Academies minister Lord Nash met with key officials from the studio schools programme to discuss a review of the model’s “concept”, new documents have indicated.
The Department for Education meeting records showed that Lord Nash (pictured) met the Studio Schools Trust in March, with the purpose of the meeting listed as being “to review the concept of studio schools”.
It follows a difficult period for the institutions, viewed as potential competitors to FE colleges due to their 14 to 19 intake, which have been plagued with recruitment problems and closures.
In May, New Campus Basildon, an inadequate-rated studio school in Essex, became the 16th of the institutions to announce plans to close down.
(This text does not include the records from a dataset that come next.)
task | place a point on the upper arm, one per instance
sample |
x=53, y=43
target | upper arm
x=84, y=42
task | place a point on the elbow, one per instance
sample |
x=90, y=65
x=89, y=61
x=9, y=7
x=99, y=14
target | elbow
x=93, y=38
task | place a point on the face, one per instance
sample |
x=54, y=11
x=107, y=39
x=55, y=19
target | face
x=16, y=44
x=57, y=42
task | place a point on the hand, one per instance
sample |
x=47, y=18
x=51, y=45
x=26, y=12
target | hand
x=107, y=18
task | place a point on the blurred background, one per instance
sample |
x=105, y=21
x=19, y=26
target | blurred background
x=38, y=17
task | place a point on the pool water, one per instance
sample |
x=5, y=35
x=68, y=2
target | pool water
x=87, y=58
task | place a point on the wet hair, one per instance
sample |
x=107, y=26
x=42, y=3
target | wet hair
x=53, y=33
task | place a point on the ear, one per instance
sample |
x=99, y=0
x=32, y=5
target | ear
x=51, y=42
The decision means just 34 will remain open across the country.
The trust’s chief executive David Nicoll has, however, denied the concept of studio schools was discussed at the meeting described above.
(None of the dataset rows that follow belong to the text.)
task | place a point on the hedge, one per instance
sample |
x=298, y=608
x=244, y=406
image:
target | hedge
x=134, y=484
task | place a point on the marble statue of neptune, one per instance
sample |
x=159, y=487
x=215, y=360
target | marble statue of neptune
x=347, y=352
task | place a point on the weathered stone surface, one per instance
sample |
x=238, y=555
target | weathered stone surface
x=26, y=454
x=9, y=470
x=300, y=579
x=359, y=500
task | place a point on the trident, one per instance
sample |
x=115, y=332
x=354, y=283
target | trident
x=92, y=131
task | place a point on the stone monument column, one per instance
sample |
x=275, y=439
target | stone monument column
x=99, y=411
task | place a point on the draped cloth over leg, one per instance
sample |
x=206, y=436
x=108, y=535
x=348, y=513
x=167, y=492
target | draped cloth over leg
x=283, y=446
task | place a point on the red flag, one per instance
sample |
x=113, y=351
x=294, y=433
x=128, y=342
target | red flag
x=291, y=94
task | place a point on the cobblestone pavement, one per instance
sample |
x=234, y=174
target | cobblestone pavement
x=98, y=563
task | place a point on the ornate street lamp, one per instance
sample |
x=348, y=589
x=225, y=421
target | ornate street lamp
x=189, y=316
“That definitely was not on the agenda of any meeting I attended,” he told FE Week’s sister paper Schools Week, declining to go into more detail on what was discussed.
Studio schools are an alternative to mainstream education, with institutes taking on cohorts of up to 300 students.
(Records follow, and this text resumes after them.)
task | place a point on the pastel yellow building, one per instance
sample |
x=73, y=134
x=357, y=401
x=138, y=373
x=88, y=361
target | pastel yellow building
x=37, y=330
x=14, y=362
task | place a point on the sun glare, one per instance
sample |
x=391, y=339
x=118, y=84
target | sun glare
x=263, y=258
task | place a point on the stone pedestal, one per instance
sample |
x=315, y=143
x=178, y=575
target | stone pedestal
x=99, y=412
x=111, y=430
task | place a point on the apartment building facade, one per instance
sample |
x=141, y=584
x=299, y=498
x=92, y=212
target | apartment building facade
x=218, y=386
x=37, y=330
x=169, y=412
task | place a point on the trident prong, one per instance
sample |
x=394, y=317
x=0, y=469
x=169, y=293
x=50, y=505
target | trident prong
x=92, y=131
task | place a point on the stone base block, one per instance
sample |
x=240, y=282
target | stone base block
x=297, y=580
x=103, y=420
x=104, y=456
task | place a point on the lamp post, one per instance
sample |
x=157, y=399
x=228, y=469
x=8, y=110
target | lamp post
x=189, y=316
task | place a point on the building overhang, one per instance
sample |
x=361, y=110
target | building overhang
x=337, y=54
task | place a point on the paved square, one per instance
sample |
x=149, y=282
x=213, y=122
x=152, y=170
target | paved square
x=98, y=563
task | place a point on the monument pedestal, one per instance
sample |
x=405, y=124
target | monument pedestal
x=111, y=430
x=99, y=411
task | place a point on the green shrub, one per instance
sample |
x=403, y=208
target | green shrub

They provide work-related curriculum with students receiving vocational and academic qualifications, as well as work experience.
The Studio Schools Trust, which is responsible for promoting the programme and assisting sponsors in opening new institutions, has previously been forced to defend the model after it emerged that more than a dozen have either closed or a scheduled for closure.
Studio schools have been plagued with similar recruitment problems to University Technical Colleges, which also recruit at 14.
This has been put down to difficulties in encouraging pupils to leave secondary school after three years and uncertainty over the model’s effectiveness.
The DfE has been approached for comment.